If a bad dude tried to get the drop on me in a situation and approached from my left I would be unaware of his approach and would be at risk.
So I never pursued my dream of being a police officer.

One thing that many don't realize is that without hearing in both ears I have absolutely no sense of what direction sound comes from.
You could yell like mad at me but if I can't locate you visually I don't know what direction I am being called from.

This scares me very much.
What if someone is in serious trouble? Perhaps my kids need me and are calling for me to help?
That fear has kept me awake at night.

Just imagine being totally deaf and never hearing anything at all if you are being called for help.
From ANY direction.

How's that for a scary thought?

Can you hear me now?

I'm afraid not...

Stay Well,

Sent on the TELUS Mobility network with BlackBerry


Cheryl said...

Thank you for sharing these challenges with us. None of us can truly understand or relate unless we are dealing with something similar ourselves. It is incredible the amount of ignorance in the world and koodos to your Mom for taking a stand on your behalf and righting some of the wrong of this world. They say that when one of our senses is not working as it should, than our others are heightened. Does this have some truth to it? I am curious to know?
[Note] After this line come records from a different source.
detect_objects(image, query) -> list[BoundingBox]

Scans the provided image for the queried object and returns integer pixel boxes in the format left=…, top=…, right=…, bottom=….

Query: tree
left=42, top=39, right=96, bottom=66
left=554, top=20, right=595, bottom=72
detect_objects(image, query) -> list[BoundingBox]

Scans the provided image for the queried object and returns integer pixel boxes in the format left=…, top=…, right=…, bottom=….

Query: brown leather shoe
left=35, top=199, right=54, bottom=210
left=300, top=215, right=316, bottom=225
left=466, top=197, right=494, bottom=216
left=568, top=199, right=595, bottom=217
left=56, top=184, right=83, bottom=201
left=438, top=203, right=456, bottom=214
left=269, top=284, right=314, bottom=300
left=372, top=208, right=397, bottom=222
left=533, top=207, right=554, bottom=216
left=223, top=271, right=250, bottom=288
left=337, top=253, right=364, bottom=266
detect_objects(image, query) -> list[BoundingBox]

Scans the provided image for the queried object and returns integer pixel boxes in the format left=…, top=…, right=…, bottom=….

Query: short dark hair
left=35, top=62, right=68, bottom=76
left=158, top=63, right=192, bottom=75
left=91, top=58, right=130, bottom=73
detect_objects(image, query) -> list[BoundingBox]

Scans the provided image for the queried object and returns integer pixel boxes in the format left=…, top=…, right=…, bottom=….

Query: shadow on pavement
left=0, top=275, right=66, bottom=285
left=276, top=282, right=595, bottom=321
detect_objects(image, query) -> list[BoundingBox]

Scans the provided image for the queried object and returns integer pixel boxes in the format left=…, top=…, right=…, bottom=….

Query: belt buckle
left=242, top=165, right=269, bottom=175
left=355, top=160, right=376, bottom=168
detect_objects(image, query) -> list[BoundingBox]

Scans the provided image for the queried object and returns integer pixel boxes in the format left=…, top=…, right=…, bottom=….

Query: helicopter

The fear that you are living when it comes to your boys, I can fully understand as I have lived my own experiences and fear with my daughter who has learning difficulties. I have lived some very scary experiences and the fear sometimes can be debilitating. I have always tried to teach her that you should never back down or limit yourself even if others try to impose those limits on you. Often the limits others’ impose on us are based on their own fears and not ours. I have always told her that she is capable of anything if she sets her mind to it.

Some philosophers say that we are all exactly where we are supposed to be at this very moment so, if we don’t over think it too much and just “Be” than perhaps we can appreciate what paths we are all on.

I hear you Tim!


Rhonda Merkley Maccarone said...

There is nothing good about not hearing. I too have suffered from hearing loss most of my life. It sure does help you appreciate the hearing that you do have. I'm afraid that if you've never had a hearing loss it's much easier to take the gift of sound/hearing for granted. I told my daughter that if there is one business that's going to be booming in 40-50 years it's going to be audiology for sure. I don't know how half the kids today aren't already deaf. Well at least those kids who own ipods etc.